Hiring adequate staff with procurement expertise is a must — to design performance specifications, supervise contractors, and to ensure taxpayers are getting what they paid for.   Again, too often governments outsource important services but fail to assign enough monitoring staff.   It’s a basic and universal truth – whether contracting for public services or for a room addition to your home – if you don’t watch, problems happen.   The rigorous contract management and monitoring procedures included in the Taxpayer Empowerment Agenda are best practices that require sufficient skilled in-house contract administration staffing and demand excellence in government while preserving management discretion.  

Fourth, demonstrate a commitment to transparency in the procurement process.

Regarding transparency, ITPI makes two recommendations.
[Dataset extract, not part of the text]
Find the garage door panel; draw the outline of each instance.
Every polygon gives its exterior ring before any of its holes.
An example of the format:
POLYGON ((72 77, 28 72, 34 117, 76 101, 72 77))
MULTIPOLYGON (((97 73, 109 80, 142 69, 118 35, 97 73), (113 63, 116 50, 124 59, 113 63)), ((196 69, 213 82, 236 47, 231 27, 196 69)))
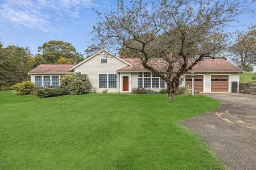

First, the county should collect and make publicly availably how much taxpayers are spending on private contracts and how many workers are employed by those contracts – the same way government must report these things for public work. Tracking this spending and personnel data, which all public agencies do for their own workforce, would allow policymakers and taxpayers to better understand where tax dollars are going and the level of service they can expect. Too many local governments do not keep track of this information, making it difficult to assess how much of its budget it is spending on contracting and other important trends because aggregate data does not exist. Collecting this data will help the county better compare the costs and efficiencies of contracting versus public provision of services.

Second, the county should require any company being paid with tax dollars to open its books and meetings to the public, just as government does. When a contractor performs a public function, it should be required to open its books and meetings to the public, just as any public agency would be required to under state sunshine laws. This allows taxpayers to understand how public dollars are being spent and understand important decisions that a contractor makes related to important public services and assets. Without strong sunshine laws that fully apply to government contractors, companies will continue to operate in the dark, without public oversight. Meaningful oversight dictates that the county must have access to important information from contractors related to the public services they are providing.

When a governmental entity decides to contract, we encourage them to “do it right,” and follow the principles and practices in our Taxpayer Empowerment Agenda. Successful contracting is difficult – by conducting a thorough and thoughtful analysis from the start, providing expert contract accountability and oversight, ensuring maximum transparency, and retaining control at all stages of the process, the county increases the probability of success. In The Public Interest solely focuses on public contracting. We are happy to lend our expertise and resources in helping the task force craft policy to strengthen its procurement process. Thank you for your time and consideration.